Lyin’ in winter — Langella dishes on his friends and lovers.
Universal Pictures
Lyin’ in winter — Langella dishes on his friends and lovers.

And there’s a reason why he keeps the living out of his tome.

“Don’t turn the page if you like your stories spoon-fed or sugar-spread,” Langella warns in the preface. “There will be a fair amount of forks to the eyes and knives to the throat; even a self-inflicted wound or two.”

Luckily, Langella, 74, delivers, exposing the sometimes self-centered, sometimes nasty and always eccentric lives of his rich and famous friends.

Paul Newman, known for his impressive roster of charities as well as his film roles, was beautiful and dull, “like the Statue of David.”

Richard Burton was a “crashing bore” who spent his time reciting poetry in a drunken haze.
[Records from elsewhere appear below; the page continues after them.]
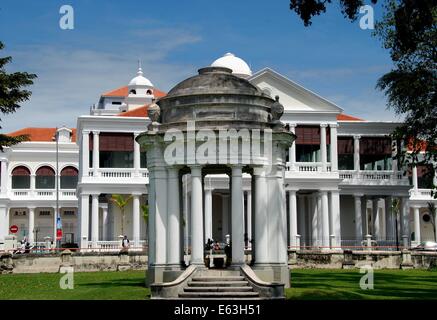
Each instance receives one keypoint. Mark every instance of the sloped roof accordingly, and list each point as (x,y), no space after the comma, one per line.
(137,112)
(346,117)
(40,134)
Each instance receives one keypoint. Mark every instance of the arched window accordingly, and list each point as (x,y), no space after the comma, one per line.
(45,178)
(69,178)
(20,178)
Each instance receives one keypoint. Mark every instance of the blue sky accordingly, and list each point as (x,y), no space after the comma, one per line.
(333,57)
Charlton Heston, a “weak piece of wood,” lacked acting chops. Legendary acting coach Lee Strasberg was a “pompous pygmy” running a “highly profitable racket.”

Even his idol Rex Harrison, best known as Henry Higgins in “My Fair Lady” is not above criticism. Harrison was a “real son of a bitch” and “resolutely homophobic.”

But it’s the actresses that he deeply cared for — despite their flaws — that makes for the best reading.

RITA HAYWORTH

Langella met the redheaded beauty during the making of the 1972 film “The Wrath of God” in Mexico.

She was in her mid-50s, and playing his mother.

Working on the set with her was a “nightmare” because she was incapable of remembering her lines, prompting cast and crew to belittle the star behind her back. No one knew her memory problems were the beginning signs of the Alzheimer’s disease that would later kill her.

Langella admits he didn’t sympathize with Hayworth and assumed her behavior was the “neurotic insecurity of a fading star.”

Yet, despite her difficulties on set (and the 20-year age difference) the two hit it off and began an intense seven-week affair. They spent every evening together over unending cocktails.

Often during the night she “clings, weeps and talks in words I cannot understand, and it is not always my name she calls out in the dark.” This unraveling is too much for Langella, who never spent a full night with her, leaving her to wake up from her hangovers the next morning alone.